They still exist. Find a small community and join it.
I’m on a forum of about 100 people who chat about crossover fanfiction, with a good share of us writing our own fics. And other random topics too, of course. It’s fun, self-hosted, and no news feed.
Maybe it can still exist because of the high proportion content creators, making the community feel like a community.
In this case, I imagine "monetize" actually means "at least earn some money so the people hosting it don't have to cover all the costs from their own pocket"...
Yes, and that's what led to most of them being sold pretty quickly as costs piled up. Internet Brands and VerticalScope were 2 of the major companies that bought out and consolidated a lot of them.
They're still around but the space has changed a lot and the forum software is outdated too.
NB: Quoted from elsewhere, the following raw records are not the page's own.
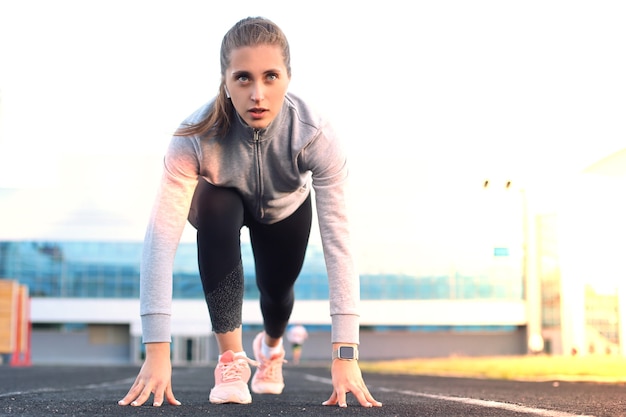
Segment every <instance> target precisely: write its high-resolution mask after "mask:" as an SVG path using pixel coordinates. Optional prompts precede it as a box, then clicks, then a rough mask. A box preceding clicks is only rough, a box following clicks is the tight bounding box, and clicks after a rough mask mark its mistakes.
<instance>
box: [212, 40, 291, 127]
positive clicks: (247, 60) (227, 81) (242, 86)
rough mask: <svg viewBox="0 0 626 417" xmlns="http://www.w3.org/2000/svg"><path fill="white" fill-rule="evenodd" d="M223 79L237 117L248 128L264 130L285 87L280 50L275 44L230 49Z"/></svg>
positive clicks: (280, 51) (282, 64) (286, 74)
mask: <svg viewBox="0 0 626 417" xmlns="http://www.w3.org/2000/svg"><path fill="white" fill-rule="evenodd" d="M224 77H225V81H226V90H227V91H228V93H229V94H230V98H231V100H232V102H233V105H234V106H235V110H237V113H239V116H241V118H242V119H243V120H244V121H245V122H246V123H247V124H248V125H249V126H250V127H252V128H255V129H263V128H266V127H267V126H268V125H269V124H270V122H271V121H272V120H274V118H275V117H276V116H277V115H278V113H279V112H280V109H281V108H282V106H283V101H284V100H285V94H286V93H287V87H288V86H289V75H288V74H287V67H286V66H285V63H284V60H283V54H282V50H281V49H280V48H279V47H278V46H275V45H257V46H245V47H242V48H237V49H234V50H233V51H232V52H231V53H230V65H229V67H228V68H227V69H226V73H225V74H224Z"/></svg>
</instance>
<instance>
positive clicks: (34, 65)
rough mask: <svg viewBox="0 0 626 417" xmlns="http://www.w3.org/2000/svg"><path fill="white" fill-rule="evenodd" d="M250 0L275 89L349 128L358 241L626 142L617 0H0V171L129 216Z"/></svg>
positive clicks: (156, 171) (6, 186) (201, 103)
mask: <svg viewBox="0 0 626 417" xmlns="http://www.w3.org/2000/svg"><path fill="white" fill-rule="evenodd" d="M409 6H410V8H409ZM249 15H263V16H265V17H268V18H270V19H272V20H274V21H275V22H276V23H278V24H279V25H280V26H281V27H282V28H283V29H284V31H285V32H286V34H287V36H288V38H289V40H290V44H291V48H292V68H293V80H292V83H291V87H290V89H291V91H293V92H294V93H298V94H300V95H301V96H303V97H305V98H308V99H309V100H310V101H312V102H313V103H314V104H315V105H316V106H317V107H319V108H320V110H322V111H323V112H324V113H326V114H327V115H328V116H329V117H330V118H331V119H332V120H333V122H334V124H335V125H336V128H337V130H338V131H339V133H340V134H341V136H342V138H343V139H344V140H345V141H346V142H347V143H348V145H349V147H350V150H351V156H352V163H353V178H354V179H353V182H354V185H355V203H354V206H355V207H356V208H355V211H356V213H357V215H356V217H357V221H356V227H357V230H358V231H359V232H358V233H359V238H361V239H363V240H362V241H369V242H372V243H374V242H379V243H380V242H389V241H392V242H398V243H397V244H398V245H401V244H402V243H405V242H407V241H412V239H413V236H414V235H415V231H416V230H417V231H419V233H422V232H423V233H424V234H426V235H431V234H432V235H433V236H434V235H440V236H443V237H442V239H449V237H450V234H445V233H443V234H442V233H439V232H441V230H440V229H441V225H448V226H446V227H448V228H450V227H452V226H450V223H449V222H447V221H446V218H445V216H451V215H453V214H454V208H455V207H459V206H460V205H464V207H466V208H465V210H469V211H470V212H471V209H468V208H467V207H468V206H471V204H469V205H468V204H467V202H468V201H471V200H472V197H471V193H472V192H474V190H479V189H480V187H481V185H482V182H483V180H484V179H485V178H489V179H491V180H492V183H496V184H501V183H502V184H503V183H504V182H505V181H507V180H509V179H510V180H512V181H513V182H514V184H521V186H523V187H531V188H532V187H538V186H544V187H545V186H546V184H548V188H549V187H550V186H552V185H551V184H554V183H557V180H558V179H559V178H560V177H561V176H562V175H565V174H569V173H572V172H577V171H580V170H582V169H583V168H585V167H586V166H587V165H589V164H591V163H593V162H595V161H596V160H597V159H599V158H602V157H604V156H606V155H608V154H610V153H612V152H615V151H617V150H619V149H621V148H623V147H624V146H625V144H626V140H625V139H626V123H624V115H625V114H626V99H625V97H626V77H624V74H626V54H624V51H626V25H624V22H625V21H626V5H624V3H623V2H621V1H601V2H598V1H550V0H542V1H524V2H512V1H501V0H499V1H495V0H494V1H480V0H479V1H418V2H406V1H404V0H403V1H400V0H388V1H385V2H373V1H337V0H334V1H328V0H318V1H315V2H309V3H295V2H293V1H283V0H275V1H271V2H259V1H249V0H241V1H237V2H211V1H206V0H176V1H167V2H166V1H147V0H141V1H139V0H137V1H133V0H107V1H82V0H60V1H44V0H0V188H11V187H17V188H39V187H44V188H50V189H54V190H55V192H57V193H58V192H61V195H60V196H59V201H67V202H68V204H71V203H72V202H74V203H76V204H78V205H82V206H85V203H84V200H85V196H86V195H87V196H89V199H88V200H89V203H88V204H86V206H87V208H89V207H92V206H93V207H106V208H107V209H110V210H113V211H118V212H128V211H133V212H135V213H137V217H138V218H141V222H140V223H141V224H142V226H143V224H144V221H145V220H144V218H145V216H144V215H145V213H146V211H147V210H148V208H149V205H150V203H151V201H152V196H153V187H154V186H155V184H156V180H158V169H159V163H160V158H161V155H162V153H163V151H164V149H165V146H166V144H167V142H168V140H169V136H170V133H171V132H172V131H173V130H174V129H175V128H176V126H177V125H178V123H179V122H180V121H181V120H182V119H183V118H184V117H186V116H187V115H188V114H189V113H191V112H192V111H193V110H195V109H196V108H197V107H198V106H200V105H201V104H203V103H204V102H206V101H207V100H208V99H209V98H210V97H211V96H212V95H213V94H214V93H215V91H216V88H217V86H218V81H219V76H220V74H219V59H218V53H219V45H220V41H221V38H222V36H223V34H224V33H225V31H226V30H228V28H230V27H231V26H232V25H233V24H234V23H235V22H236V21H237V20H239V19H240V18H242V17H246V16H249ZM139 156H141V157H140V158H139V159H138V161H140V164H139V166H136V167H135V166H133V165H134V162H135V161H136V160H137V159H135V158H138V157H139ZM141 191H144V192H141ZM468 193H469V194H468ZM83 208H84V207H83ZM442 213H443V214H442ZM442 216H444V217H442ZM432 219H439V222H438V221H435V222H434V223H433V220H432ZM407 230H408V231H409V232H407ZM450 233H452V232H450ZM442 244H443V243H442ZM435 246H436V245H435ZM412 250H413V249H412ZM397 256H398V257H402V258H406V257H407V256H411V255H410V253H400V254H399V255H397ZM400 261H401V260H400V259H398V262H400Z"/></svg>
It's much cheaper to run servers now but most people have moved on to social or chat groups.
No, people who check in and post a couple times a day or so. The forums I loved (and some I still love, such as various fan forums the rollercoaster community runs), at least, weren't places where there was something new to consume every refresh where you'd sit on the site all day and refresh every 5 minutes - that... would've been extremely expensive on dial-up internet, for a start. You checked in with the community ever so often, and if there were people you got along with really well you'd add them on a messenger application! Unlike reddit, if you didn't get a response within 10 minutes, it didn't mean your post would sink into obscurity... probably everybody on the forum would at least see the title by the weekend.
You don't need to be paying for spam detection on a small community forum that is being actively moderated. Set up the software to prevent newbies from making new threads without moderator approval, use a DNSBL, have spam reports from anyone who's been around longer than a week automatically hide posts, remove said privilege from people who abuse it. I've never had a serious spam problem on a small forum I was actively moderating. Same with mailing lists. Also, if you do feel like you need spam detection, Akismet is available for free if your forum, like many, is non-commercial.
Yes! The faceless mass is caused because the "community" has gotten way too large. If you want a better experience, you need to build your own community based on your interests and keep it from getting too large and unmanageable.
Maybe this is an unavoidable byproduct of having everybody on the web... I started using it around 2005, I can’t imagine how people who started with homepages and newsgroups must feel.
Ornery and irritable - not really that technology moved on, but mostly for what could have been but wasn't.
Additionally, bemusement - watching people go crazy over Reddit and Slack, when all I can see is glitzy, more newbie-friendly, centralized incarnations of Usenet and IRC.
Don't even get me started with Facebook (though, I hear FB isn't even popular with today's kids - rather, it's that thing old people use.)
I'm part of a few forums, all which serve a niche. And on the smallest of them the community of people is real (though it's often in a us-vs-them way).